Later in Paul’s ministry, he went to Rome, however, he did not go as a free man as he had planned to do. He didn’t take a missionary journey to Spain as he had planned. I’m not saying he never went to Spain. It is possible that between the two prison terms that he got to go to Spain, but he did not go on his trip as he had hoped to Spain, and on the way stop by and meet with the Roman church—the saints in Rome. He went to Rome as a prisoner of the Roman Government. He was in his first imprisonment by the Romans for approximately four years, but it was only the last two that he was in Rome, itself. He spent the other time in Palestine. The last two years 61-63 AD, he was in Rome under Roman guard. Now as the epistles make plain, he wasn’t in a dungeon. He was not even in a prison. He was able to live in a house by himself and he had visitors come and go. Yet he was a prisoner, he was under (as it were in our societies terms) under house arrest. During this time he wrote epistles to the Ephesians, Philippians, Colossians and to Philemon between 61-63 AD. Now then, if Peter was in Rome from 42 to 67 (a period of 25 years) and Paul was there under house arrest surely he is going to have some information about Peter. Surely as he writes to the Ephesian Christians, the Philippians, the Colossians or to Philemon, surely he is going to have something, some greeting to give from Peter the apostle. No, he does not even mention him! He mentions many of his fellow helpers—several names are given, but no Peter. Thus we come down to 62 or maybe 63 AD. Peter has not been in Rome. Then we come to Paul’s second imprisonment. He was set free for a while but again in 67 AD we see him back in Rome, a prisoner of the Roman Government and this is apparently when he was put to death. What does the tradition say? It says that Peter was in Rome from 42 through 67 AD. The same time that Peter supposedly ends his ministry in Rome. Yes, Paul was imprisoned the second time in 67 AD. Now again he wrote a couple of letters. He wrote the book of Hebrews. In Hebrews 13:24, it says from Italy and then he also wrote 2 Timothy shortly before his death. This is the very year that Peter supposedly was martyred and you know what? There’s still no mention of Peter. Peter was not there. Peter was not in the city of Rome or ever in the city of Rome.

In 2 Timothy 4:10, 11. Paul says only Luke was with him. Peter never was in the city of Rome. The whole organizational structure of the Church of Rome is built on false tradition and tragic misinterpretation of our Lord's words. It is built on tradition that is just not true.

Either the statements presented in the Bible are true, OR the contrary traditions are true. The traditions however have obvious errors thouroughly embeded in them and are clearly unreliable. One or the other has to be false. The Bible is the revelation from God and it proves itself to be what it claims to be. It is true. Peter never was in the city of Rome.

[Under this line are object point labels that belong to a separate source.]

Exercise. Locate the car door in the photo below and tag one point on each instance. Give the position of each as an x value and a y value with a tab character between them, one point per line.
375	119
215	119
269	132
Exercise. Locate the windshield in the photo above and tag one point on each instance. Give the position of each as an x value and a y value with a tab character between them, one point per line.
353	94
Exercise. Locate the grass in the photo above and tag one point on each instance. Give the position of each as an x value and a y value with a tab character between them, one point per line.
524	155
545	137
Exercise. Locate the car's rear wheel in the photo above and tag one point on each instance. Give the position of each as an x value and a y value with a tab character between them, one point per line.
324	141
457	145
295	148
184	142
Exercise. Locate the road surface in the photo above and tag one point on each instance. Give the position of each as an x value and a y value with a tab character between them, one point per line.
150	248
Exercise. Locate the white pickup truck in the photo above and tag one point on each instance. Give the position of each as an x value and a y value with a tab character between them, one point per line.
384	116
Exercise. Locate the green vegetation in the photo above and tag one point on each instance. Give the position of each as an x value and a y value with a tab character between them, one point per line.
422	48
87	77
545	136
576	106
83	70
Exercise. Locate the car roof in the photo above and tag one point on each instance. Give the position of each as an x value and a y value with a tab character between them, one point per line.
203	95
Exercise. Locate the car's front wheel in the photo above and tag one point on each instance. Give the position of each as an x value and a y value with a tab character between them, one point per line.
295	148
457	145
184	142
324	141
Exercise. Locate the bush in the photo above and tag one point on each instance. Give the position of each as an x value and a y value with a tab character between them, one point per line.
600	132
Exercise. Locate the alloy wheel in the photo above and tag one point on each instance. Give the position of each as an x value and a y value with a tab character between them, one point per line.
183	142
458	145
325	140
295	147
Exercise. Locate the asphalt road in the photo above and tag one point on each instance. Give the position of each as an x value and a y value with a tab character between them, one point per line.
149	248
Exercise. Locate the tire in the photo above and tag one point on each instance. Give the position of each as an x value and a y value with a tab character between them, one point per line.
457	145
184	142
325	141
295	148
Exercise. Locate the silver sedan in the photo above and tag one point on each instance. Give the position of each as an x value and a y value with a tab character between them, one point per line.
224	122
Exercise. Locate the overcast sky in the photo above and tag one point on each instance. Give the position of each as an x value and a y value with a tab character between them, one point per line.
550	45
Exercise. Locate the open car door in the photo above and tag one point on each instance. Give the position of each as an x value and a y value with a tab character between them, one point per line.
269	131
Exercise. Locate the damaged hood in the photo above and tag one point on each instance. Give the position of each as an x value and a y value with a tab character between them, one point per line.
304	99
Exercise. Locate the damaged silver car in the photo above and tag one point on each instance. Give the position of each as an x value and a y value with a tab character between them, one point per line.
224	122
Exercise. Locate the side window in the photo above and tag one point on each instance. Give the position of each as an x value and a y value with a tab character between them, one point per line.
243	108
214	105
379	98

We encourage you to check your Bible to see what the truth is. Do not listen to some man or the tradition of fallible men. If it’s false, it’s going to lead you to Hell and eternal damnation. Neither Peter NOR Mary is a way to Heaven? Do you want to have your sins forgiven or do you want to be bound with the chains of a false religion? The Apostle Peter said: Neither is there salvation in any other: for there is none other name under Heaven given among men, whereby we must be saved [ACT 4:12].